Author: Tereska Torrès
Tereska Torrès (3 September 1920 – 20 September 2012) was a French writer. Torrès was born Tereska Szwarc to the Jewish Polish sculptor Marek Szwarc and his wife Guina in Paris. She had to flee her native country in 1940 via Lisbon to England when France surrendered to Nazi Germany after the Battle of France, while her father, serving in the Polish Armed Forces in the West, was evacuated from La Rochelle by the British Home Fleet. Her family was able to escape because they received visas signed by Vice-Consul Manuel Vieira Braga (following instructions from Aristides de Sousa Mendes) in Bayonne, France in June 1940.
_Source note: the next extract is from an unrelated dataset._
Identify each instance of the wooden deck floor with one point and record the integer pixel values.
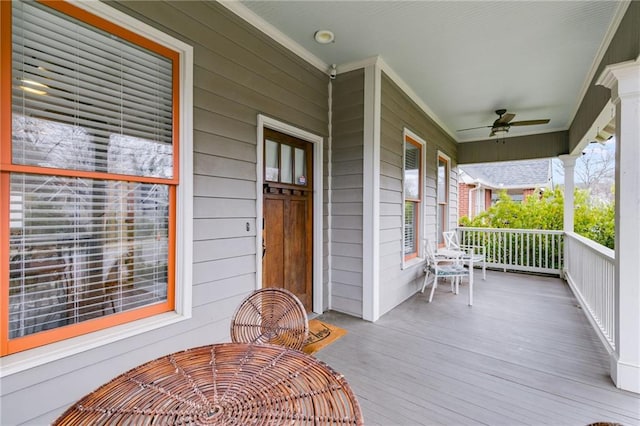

In 1948 Torrès married Meyer Levin in Paris. He urged her to publish the diary she wrote while serving in the Free French Forces. In 1950 Torrès published in the United States a fictional account of her wartime experiences under the title Women's Barracks, which "quickly became the first paperback original bestseller" selling over 2 million copies in its first five years, as it was the first pulp to candidly address lesbian relationships. In total 4 million copies of the book were sold in the United States and it was translated into 13 different languages. In 1952 Women's Barracks was selected as an example of how paperback books were promoting moral degeneracy, by the House Select Committee on Current Pornographic Materials. When the book was republished by The Feminist Press in New York in 2003, it was acclaimed as having inspired a whole new genre of lesbian and feminist writing in the US.
Torrès did not allow Women's Barracks to be published in France. Instead her wartime diary was published as Une Française Libre.